All in all, this book was worth the time it took to read. The concepts within are simple, yet effective. Buy it.
Principle Centered Leadership, by Steven Covey
For the most part, this is a rehash of most of the concepts found in The 7 Habits of Highly Effective People. If you have read that book already then you already know most of what you will learn in Principle Centered Leadership. However there are a couple new/newly spun things, most notable of which is the abundance mentality. This is the concept that there are two types of people in this world: abundance thinkers and scarcity thinkers. Scarcity thinkers are always competing for limited resources and approach everything with a win/lose mentality. Abundance thinkers understand that resources, positions, and opportunities are not really scarce but are abundant and approach everything with a win/win mentality.
If you haven’t read The 7 Habits of Highly Effective People then Principle Centered Leadership is a decent read and will help give a different perspective on the business world and life in general. However, if you have already read The 7 Habits of Highly Effective People I would recommend foregoing the reading of this book and instead reading up on the abundance mentality theory.
I’m not a huge fan of Covey’s writing style. I can’t pin it down but there is something about it that makes it hard for me to stay focused on the book. If you have read Covey before and have had trouble staying engaged, this book will be no exception. If you read Covey before and loved it, this book will likely be right up your alley.
I feel that I must first disclose that Stylin’ with CSS was written by someone I work with. That said, I don’t feel that our work relationship swayed my opinion in any way.
I have been doing web development for a long time now and have played around with CSS quite a bit over the years. I can get a lot done with it but have always found that there were certain points that I would get to and just spin my wheels. When I change one property, something else stopped working. When I fixed the something else, the original change broke again. After reading this book I now understand why.
The first handful of chapters go over the way CSS works, its structure, and how browsers go about rendering it. An extremely important part of this is the explanation of hierarchies and relationships between elements. These chapters also focus on the different types of major elements, block and inline, and go into details about how each work.
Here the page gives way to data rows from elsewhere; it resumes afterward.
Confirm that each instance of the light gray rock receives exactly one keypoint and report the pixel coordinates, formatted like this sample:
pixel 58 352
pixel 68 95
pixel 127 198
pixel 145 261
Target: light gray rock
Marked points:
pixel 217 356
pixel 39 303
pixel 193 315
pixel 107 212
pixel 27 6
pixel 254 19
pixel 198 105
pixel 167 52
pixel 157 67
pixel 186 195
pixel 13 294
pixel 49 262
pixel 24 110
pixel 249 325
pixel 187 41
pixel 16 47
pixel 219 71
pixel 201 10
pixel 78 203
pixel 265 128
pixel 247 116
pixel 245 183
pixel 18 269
The remaining chapters go over things like how to achieve different layouts and effects and how to create reusable components. In addition to examples in the book there are a number of libraries that can be downloaded from the book’s website that will allow you to quickly recreate any effects in the book with minimal duplication of code.
If you have never heard about or touched CSS, buy this book. If you have just a little bit of web experience and want to learn more about CSS, buy this book. If you have a fair amount of web and CSS experience, consider buying this book. If you don’t know everything about CSS but are very comfortable using it, this is likely not the book for you.